Hi all, I have a maximum likelihood estimator in which I need to integrate using a mixture of two normal distributions with zero mean. Without getting into much details, this entails estimating 3 parameters of the distribution, the standard deviations and the mixture probability.

The weird thing is that whenever I use a gradient-based method on Optim, the parameter corresponding to the mixture probability is always equal to the starting value at the end of the estimation (whether it converged or not), while when I use Nelder-Mead or SA, all parameters ‘move’.

Additionally, both methods lead to the correct parameters of the rest of the model, although when using gradient-based methods the standard deviation estimates are nonsense but are correct on Nelder-Mead.

Maybe this is not specifically about Julia and Optim and there is some problem when estimating mixture probabilities with gradient methods?
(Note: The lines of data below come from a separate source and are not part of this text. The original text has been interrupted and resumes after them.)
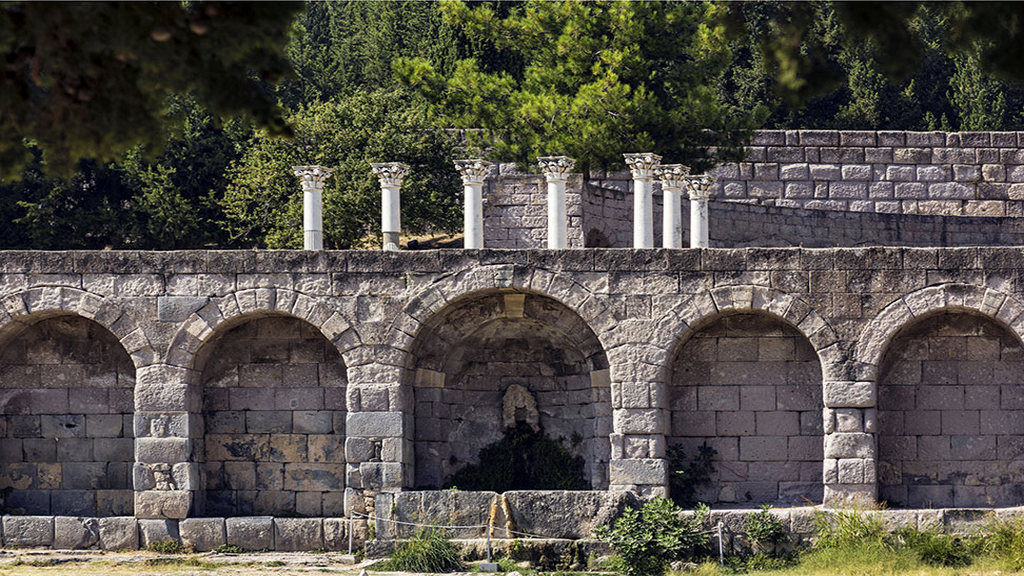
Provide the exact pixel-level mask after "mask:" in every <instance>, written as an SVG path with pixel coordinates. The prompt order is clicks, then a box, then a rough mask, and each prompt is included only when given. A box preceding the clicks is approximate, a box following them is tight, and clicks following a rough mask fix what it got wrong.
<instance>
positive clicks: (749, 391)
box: [669, 314, 822, 505]
mask: <svg viewBox="0 0 1024 576" xmlns="http://www.w3.org/2000/svg"><path fill="white" fill-rule="evenodd" d="M669 386H670V390H669V394H670V398H671V403H670V410H671V418H672V420H671V429H670V433H669V443H670V444H678V445H680V446H681V447H682V448H683V450H684V451H685V454H686V455H687V456H688V457H690V458H692V457H694V456H696V454H697V453H698V450H699V447H700V446H701V445H703V444H707V445H708V446H709V447H711V448H713V449H714V450H715V451H716V452H717V455H716V457H715V461H716V462H717V464H716V468H715V470H714V472H713V482H712V484H711V485H710V486H706V487H701V489H700V490H699V491H698V493H697V495H696V498H697V500H698V501H700V502H707V503H726V504H735V503H748V504H758V503H772V504H780V503H784V504H794V505H801V504H805V503H807V502H820V501H821V496H822V491H821V489H822V486H821V456H822V454H821V448H822V443H821V438H822V429H821V367H820V365H819V364H818V360H817V355H815V353H814V348H813V347H812V346H811V344H810V343H809V342H808V341H807V339H806V338H805V337H804V336H802V335H801V334H800V333H799V332H798V331H796V330H795V329H794V328H792V327H790V326H787V325H786V324H784V323H782V322H779V321H778V320H775V319H773V318H771V317H768V316H762V315H753V314H740V315H735V316H728V317H724V318H722V319H720V320H719V321H717V322H716V323H714V324H712V325H711V326H709V327H707V328H705V329H702V330H700V331H699V332H697V333H696V334H694V335H693V336H692V337H691V339H690V340H689V341H687V342H686V343H685V344H684V345H683V346H682V347H681V349H680V351H679V355H678V357H677V359H676V361H675V362H674V364H673V372H672V375H671V380H670V382H669Z"/></svg>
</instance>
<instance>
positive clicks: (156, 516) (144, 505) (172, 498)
mask: <svg viewBox="0 0 1024 576" xmlns="http://www.w3.org/2000/svg"><path fill="white" fill-rule="evenodd" d="M191 498H193V494H191V492H189V491H187V490H162V491H157V490H148V491H145V492H135V516H136V518H140V519H182V518H187V517H188V511H189V509H190V508H191Z"/></svg>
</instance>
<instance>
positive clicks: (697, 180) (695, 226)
mask: <svg viewBox="0 0 1024 576" xmlns="http://www.w3.org/2000/svg"><path fill="white" fill-rule="evenodd" d="M713 183H715V178H713V177H711V176H709V175H707V174H700V175H699V176H687V177H686V191H687V192H688V193H689V195H690V248H707V247H708V199H709V198H711V186H712V184H713Z"/></svg>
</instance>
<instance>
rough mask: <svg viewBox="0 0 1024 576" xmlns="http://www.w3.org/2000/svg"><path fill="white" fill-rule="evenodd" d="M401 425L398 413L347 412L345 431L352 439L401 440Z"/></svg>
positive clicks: (401, 427) (380, 412)
mask: <svg viewBox="0 0 1024 576" xmlns="http://www.w3.org/2000/svg"><path fill="white" fill-rule="evenodd" d="M402 424H403V420H402V414H401V413H400V412H349V413H348V415H347V417H346V421H345V429H346V430H347V433H348V436H349V437H354V438H401V437H402V436H403V429H404V426H403V425H402Z"/></svg>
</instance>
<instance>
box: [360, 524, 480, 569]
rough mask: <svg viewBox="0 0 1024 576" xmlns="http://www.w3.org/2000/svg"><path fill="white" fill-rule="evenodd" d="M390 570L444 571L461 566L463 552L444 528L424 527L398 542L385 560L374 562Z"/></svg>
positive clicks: (375, 565) (379, 567)
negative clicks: (438, 528)
mask: <svg viewBox="0 0 1024 576" xmlns="http://www.w3.org/2000/svg"><path fill="white" fill-rule="evenodd" d="M374 568H375V569H376V570H385V571H389V572H420V573H423V572H427V573H434V574H436V573H444V572H461V571H462V570H463V565H462V554H460V553H459V549H458V548H457V547H456V546H455V544H453V543H452V541H451V540H450V539H449V537H447V533H446V532H445V531H444V530H443V529H435V528H424V529H422V530H420V531H418V532H417V533H416V534H414V535H413V537H412V538H410V539H409V540H406V541H403V542H400V543H399V544H398V545H397V546H396V547H395V548H394V551H393V552H392V553H391V557H390V558H389V559H387V560H385V561H384V562H380V563H378V564H376V565H375V566H374Z"/></svg>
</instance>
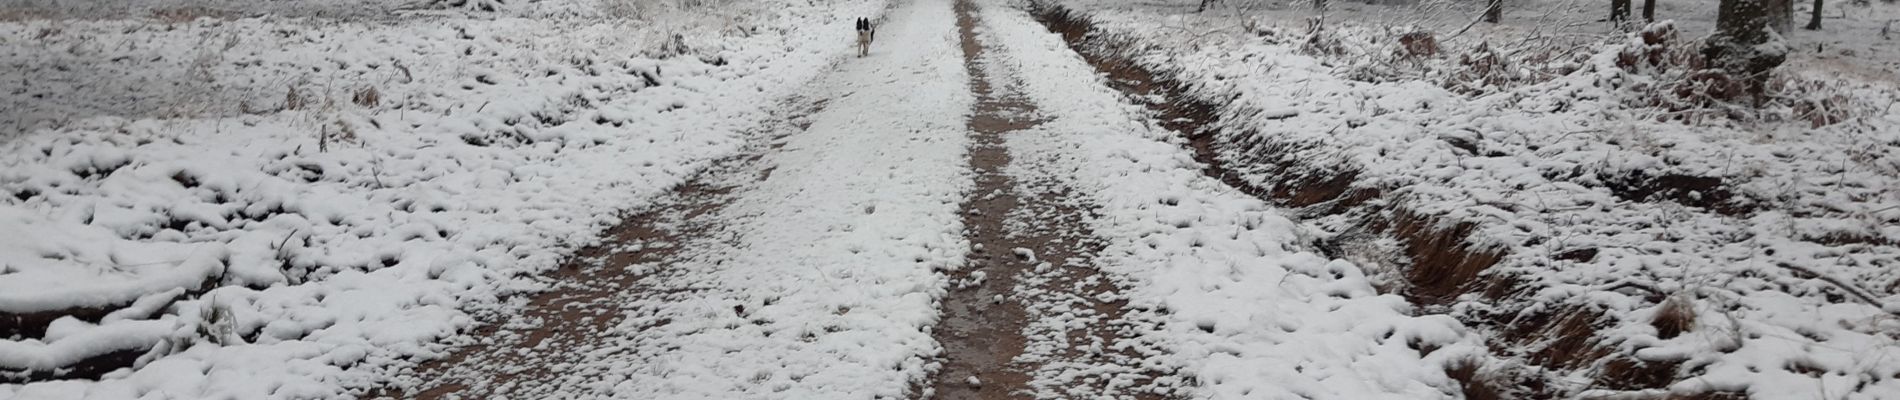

Or is there something in my code that is causing this problem? I put below a simple (meaningless) example that shows how I’m constructing the draws.

PS: This also happens if I use quadrature methods.

using Distributions, Optim, NLSolversBase

function testll(param, MC)
    baseprob = MC[:,2]
    mix = 1 / (1 + exp(-param[1]))
    draws = Array{eltype(param)}(undef, size(MC,1))
    for i = 1:size(draws,1)
        if baseprob[i] < mix
            draws[i] = MC[i,1] * param[2]
            draws[i] = MC[i,1] * param[3]
    return log(mean(pdf.(Normal(0,10), draws)))
function wrap(param)
    return testll(param, MC)
MC = [rand(Normal(0,1), 1_000) rand(Uniform(0,1), 1_000)]

func = TwiceDifferentiable(wrap, ones(3); autodiff=:forward);
opt = optimize(func, ones(3) , Optim.Options(show_trace=true))
opt1 = optimize(wrap, ones(3), Optim.Options(show_trace=true))
Optim.minimizer(opt)  ## Optim.minimizer(opt)[1] is equal to starting value, no matter what it is, try ones(3) .+ 10
Optim.minimizer(opt1) ## all parameters change

The issue is that your function isn’t differentiable in the mix parameter. If you move mix by epsilon, nothing will happen almost everywhere because there’s a finite number of draws. Nelder-Mead works fine because it doesn’t take derivatives.

I bet there’s a way to make it continuous.


I agree with @aaowens about the non-differentiability being a problem here.

FWIW, I don’t recognize this code as a likelihood for a mixture distribution. Generally it looks something like

\theta f_1(x) + (1-\theta) f_2(x)

which is continuous in the mixture parameter \theta.

1 Like

Makes a lot of sense, thanks! I’ll look into it!

To be more precise, I’m doing a monte carlo integration where the distribution is a mixture of normals. So I need draws from the mixture, which I believe is correctly done in the code above?